Use shapes so as to add the horizontal traces between markers. Omit the legend. Do not present any row the place My Score is 0.
"""

Get the Pocket book

You possibly can see the code output within the Pocket book saved on GitHub and I’ll reproduce it within the subsequent part beneath. You can too generate comparable output by operating it your self, though it won’t essentially be an identical due to the variability of outcomes returned from generative AI.

The charts Vizro-AI generated have been much like these created by the PyCafe host above, though the primary chart was improved. The books are spaced proportionately to the date I learn them, and the hover textual content included the ebook title in addition to the date learn, with out an express request to take action.

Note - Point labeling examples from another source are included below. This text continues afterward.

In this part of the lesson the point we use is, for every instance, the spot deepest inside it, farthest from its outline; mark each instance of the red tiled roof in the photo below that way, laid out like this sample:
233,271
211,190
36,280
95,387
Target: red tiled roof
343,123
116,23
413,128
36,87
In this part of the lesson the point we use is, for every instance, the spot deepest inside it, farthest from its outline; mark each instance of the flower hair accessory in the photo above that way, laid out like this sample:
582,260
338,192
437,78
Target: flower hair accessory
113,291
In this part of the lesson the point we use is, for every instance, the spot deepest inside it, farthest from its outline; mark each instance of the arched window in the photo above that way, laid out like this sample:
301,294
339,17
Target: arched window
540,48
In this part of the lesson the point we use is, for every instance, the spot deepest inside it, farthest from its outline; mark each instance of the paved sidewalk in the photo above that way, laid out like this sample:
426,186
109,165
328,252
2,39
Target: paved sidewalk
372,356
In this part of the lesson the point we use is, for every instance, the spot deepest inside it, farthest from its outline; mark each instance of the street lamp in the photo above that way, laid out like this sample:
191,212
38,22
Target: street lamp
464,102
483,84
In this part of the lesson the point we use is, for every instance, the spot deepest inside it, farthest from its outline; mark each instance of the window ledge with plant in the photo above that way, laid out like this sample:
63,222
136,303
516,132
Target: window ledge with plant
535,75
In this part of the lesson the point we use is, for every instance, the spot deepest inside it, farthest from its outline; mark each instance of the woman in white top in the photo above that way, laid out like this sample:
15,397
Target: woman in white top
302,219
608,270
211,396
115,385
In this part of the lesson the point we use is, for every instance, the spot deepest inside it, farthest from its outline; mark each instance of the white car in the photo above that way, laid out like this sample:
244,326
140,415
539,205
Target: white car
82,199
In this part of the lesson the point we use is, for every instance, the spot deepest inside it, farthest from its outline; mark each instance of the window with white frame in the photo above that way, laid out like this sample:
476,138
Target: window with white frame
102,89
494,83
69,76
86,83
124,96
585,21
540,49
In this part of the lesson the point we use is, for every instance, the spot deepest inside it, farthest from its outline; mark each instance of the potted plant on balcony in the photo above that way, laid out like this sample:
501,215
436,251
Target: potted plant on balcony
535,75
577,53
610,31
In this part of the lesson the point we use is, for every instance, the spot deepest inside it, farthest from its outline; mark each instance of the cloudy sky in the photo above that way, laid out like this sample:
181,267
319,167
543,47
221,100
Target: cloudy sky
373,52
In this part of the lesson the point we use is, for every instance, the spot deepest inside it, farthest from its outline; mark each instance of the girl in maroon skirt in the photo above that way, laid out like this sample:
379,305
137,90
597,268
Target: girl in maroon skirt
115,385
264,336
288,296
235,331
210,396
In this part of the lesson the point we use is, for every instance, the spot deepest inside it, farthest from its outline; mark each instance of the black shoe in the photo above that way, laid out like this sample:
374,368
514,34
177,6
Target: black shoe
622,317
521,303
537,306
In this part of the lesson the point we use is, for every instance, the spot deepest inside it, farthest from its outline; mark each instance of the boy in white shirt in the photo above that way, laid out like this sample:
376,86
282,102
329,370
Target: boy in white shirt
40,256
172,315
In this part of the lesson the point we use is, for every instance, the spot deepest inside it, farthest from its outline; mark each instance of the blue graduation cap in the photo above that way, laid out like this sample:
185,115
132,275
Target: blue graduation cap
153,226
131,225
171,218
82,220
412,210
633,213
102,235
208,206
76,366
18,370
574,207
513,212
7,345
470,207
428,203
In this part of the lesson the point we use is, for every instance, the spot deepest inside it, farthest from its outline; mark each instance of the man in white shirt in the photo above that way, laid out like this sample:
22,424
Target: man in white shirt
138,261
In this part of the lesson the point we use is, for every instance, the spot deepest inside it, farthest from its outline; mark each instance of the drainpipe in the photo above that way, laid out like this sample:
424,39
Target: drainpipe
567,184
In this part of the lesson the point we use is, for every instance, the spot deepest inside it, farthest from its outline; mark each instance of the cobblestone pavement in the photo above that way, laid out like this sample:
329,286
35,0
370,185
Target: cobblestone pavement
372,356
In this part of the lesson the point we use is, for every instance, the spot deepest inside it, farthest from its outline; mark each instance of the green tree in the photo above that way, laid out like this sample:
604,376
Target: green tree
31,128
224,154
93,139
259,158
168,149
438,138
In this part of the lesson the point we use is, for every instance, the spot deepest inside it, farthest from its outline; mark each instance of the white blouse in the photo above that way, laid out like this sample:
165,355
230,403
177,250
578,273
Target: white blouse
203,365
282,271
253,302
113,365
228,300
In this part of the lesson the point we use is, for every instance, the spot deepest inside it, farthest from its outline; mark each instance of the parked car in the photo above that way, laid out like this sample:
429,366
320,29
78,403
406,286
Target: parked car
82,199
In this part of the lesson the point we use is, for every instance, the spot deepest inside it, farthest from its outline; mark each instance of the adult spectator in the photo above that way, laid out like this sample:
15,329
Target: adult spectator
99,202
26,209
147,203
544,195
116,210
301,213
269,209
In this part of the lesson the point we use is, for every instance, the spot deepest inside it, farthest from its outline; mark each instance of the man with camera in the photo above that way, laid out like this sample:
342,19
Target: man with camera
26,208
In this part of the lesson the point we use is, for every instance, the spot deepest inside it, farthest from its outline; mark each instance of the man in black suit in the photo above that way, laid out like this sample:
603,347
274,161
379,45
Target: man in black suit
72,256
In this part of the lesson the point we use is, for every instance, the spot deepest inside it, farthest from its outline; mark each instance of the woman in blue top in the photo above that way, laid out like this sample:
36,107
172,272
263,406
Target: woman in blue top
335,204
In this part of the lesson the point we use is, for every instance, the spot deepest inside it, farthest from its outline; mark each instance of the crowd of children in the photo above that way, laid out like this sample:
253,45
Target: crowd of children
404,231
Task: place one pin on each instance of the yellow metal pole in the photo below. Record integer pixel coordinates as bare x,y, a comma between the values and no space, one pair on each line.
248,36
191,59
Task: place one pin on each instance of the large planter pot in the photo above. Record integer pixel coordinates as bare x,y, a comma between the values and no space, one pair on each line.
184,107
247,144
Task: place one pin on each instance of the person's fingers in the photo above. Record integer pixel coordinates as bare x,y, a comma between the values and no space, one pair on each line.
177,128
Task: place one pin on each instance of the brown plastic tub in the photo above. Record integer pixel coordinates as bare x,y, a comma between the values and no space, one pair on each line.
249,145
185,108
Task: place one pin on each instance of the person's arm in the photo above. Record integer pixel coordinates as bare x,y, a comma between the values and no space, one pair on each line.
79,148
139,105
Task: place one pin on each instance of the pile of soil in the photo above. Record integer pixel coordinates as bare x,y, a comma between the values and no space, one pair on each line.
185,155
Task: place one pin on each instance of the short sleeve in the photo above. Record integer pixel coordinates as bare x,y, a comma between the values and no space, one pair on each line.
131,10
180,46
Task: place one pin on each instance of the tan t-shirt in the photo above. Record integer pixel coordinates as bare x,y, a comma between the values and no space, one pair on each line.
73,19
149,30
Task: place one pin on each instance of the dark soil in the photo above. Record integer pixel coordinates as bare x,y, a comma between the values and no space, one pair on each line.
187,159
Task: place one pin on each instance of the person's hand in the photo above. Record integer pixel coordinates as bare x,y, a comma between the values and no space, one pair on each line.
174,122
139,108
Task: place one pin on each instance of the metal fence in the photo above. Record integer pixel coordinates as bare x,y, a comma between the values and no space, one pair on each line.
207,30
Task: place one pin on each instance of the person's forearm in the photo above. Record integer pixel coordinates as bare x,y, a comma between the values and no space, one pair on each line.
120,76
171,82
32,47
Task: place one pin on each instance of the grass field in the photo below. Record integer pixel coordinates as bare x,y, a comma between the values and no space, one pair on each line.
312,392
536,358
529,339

Now I’ve a Pocket book with code to name Vizro-AI to construct a prototype Vizro dashboard with a set of three pages and three charts, plus a management to filter the view.

As a result of the code generated by Vizro-AI can range from run to run, and calling OpenAI every time a dashboard is required can get pricey, it is sensible to transform the generated code into its personal venture. So I’ve transferred the generated code from the output of Vizro-AI within the Pocket book right into a PyCafe venture.

There are three adjustments to the Pocket book code wanted for it to run on PyCafe:

  1. Add from vizro import Vizro to the imports listing
  2. Add Vizro().construct(mannequin).run() on the finish of the code block
  3. Uncomment the info supervisor code and change it with code wanted to entry the filtered_books.csv dataset.

Extra about PyCafe

In case you’ve not used it earlier than, PyCafe is a free platform to create and share Python net purposes, like Vizro dashboards, in addition to Streamlit, and Sprint purposes, by means of an online browser. It grew out of a have to share Solara code snippets, and talk with customers, and was launched in June this 12 months. It’s based mostly on the open-source pyodide venture.

To get up to now, I used Vizro-AI to generate a set of charts by iterating prompts. I then transformed the profitable prompts to construct a Vizro dashboard utilizing Vizro-AI in a Pocket book utilizing a number of traces of assist code. Lastly, I transformed the generated Python to a PyCafe venture with a number of further traces of assist code, eradicating the dependency on OpenAI in doing so, and making the venture simpler to share.

It’s true that the code generated by Vizro-AI doesn’t make an ideal dashboard, however it has been very straightforward to get it to an inexpensive prototype. Let’s have a look at a number of enhancements to the Plotly code to additional enhance the charts, as proven beneath in a separate PyCafe venture.

On this model of the dashboard, the primary chart that reveals the sequence of books learn has been modified to enhance the data provided when hovering over some extent, and the opacity of the factors has been altered to make it extra enticing. The management has been modified to a slider for the Date Learn subject.

Within the second chart to point out the cumulative whole of pages and books learn, the road chart has been explicitly plotted on high of the bar chart.

Within the third chart that reveals the scores comparability, the colour scheme has been up to date to make it clearer which is the My Score worth in comparison with the Common Score.

Observe this hyperlink to check out the dashboard in full app mode.